Ayckbourn Overcomes A Childhood Aversion

by Robert Chalmers

"It's a fascinating theme, sexual jealousy. And
Othello is Shakespeare's most domestic tragedy. Quite often in Shakespeare people are experiencing emotions that most members of a modern audience are never going to get near. I mean the number of people in the immediate Scarborough area who have recently lost a kingdom, say, is relatively limited. So when we watch that happen on stage, we say 'tough'. But actually being overcome with violent, uncontrollable jealousy is something that a lot of us must have come very near."

"I mistrust happy relationships very much. I think a big piece of us dies in marriage. I don't think it's for me."
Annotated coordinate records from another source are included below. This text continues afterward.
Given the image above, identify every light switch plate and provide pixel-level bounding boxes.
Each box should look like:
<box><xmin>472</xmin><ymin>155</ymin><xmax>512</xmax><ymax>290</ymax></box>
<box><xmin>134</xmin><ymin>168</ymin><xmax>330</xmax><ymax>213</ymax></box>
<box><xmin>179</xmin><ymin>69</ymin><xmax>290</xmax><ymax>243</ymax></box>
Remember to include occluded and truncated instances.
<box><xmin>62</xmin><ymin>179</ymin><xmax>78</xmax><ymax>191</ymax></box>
"I write from my centre. I would be an absolute fraud to try to write about pigeon-fanciers in Barnsley. By the same token I have to say that some of the guys who do that can't half write a bad middle-class character. Stick to what you know."

"I hope I haven't been to the extremes that some of my characters have. But I have been within an inch - certainly when I was younger - of doing things I'm glad I didn't. That moment. You wake up in the middle of the night, for instance, with the kids crying. And there's that moment, just that fraction. You say: 'My God, I'm going to pitch this kid out of the window.' And something governs you. But as I said the other day in rehearsal: 'If anyone here thinks that people like Iago are farfetched, forget it.' I sometimes think I'm within an inch of him. I mean that."
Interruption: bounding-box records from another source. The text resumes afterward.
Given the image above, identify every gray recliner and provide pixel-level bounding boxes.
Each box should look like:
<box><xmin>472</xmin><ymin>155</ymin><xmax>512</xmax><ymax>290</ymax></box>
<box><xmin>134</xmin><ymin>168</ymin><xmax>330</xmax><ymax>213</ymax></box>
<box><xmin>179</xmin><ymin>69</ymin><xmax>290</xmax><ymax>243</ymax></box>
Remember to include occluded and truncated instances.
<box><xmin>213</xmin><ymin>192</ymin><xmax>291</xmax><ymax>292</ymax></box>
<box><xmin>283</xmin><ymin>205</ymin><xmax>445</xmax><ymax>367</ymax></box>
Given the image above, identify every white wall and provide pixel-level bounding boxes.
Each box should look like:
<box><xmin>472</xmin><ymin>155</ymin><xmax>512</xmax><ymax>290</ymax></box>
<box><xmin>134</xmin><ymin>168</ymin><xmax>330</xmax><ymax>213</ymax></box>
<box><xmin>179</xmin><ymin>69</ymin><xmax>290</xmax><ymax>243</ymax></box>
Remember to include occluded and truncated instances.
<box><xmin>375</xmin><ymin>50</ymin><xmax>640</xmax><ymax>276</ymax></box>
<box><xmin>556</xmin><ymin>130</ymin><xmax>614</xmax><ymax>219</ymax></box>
"When I first started I was a very light, jolly dramatist. Some people wish I still was. There has always been a dark undercurrent in my work, but it is less easy to conceal when you have girls dying on lavatory seats at the end of plays, with multiple drug symptoms. There does seem to be a movement to take me more seriously now, but the trouble is, once you get taken seriously you start getting an awful lot of books written about you. And not many people come and see you. I'd rather have the people and lose the books. I've always worked on Clint Eastwood's principle. I don't know if it's original but it's a good line, 'Take the work seriously, but never yourself'."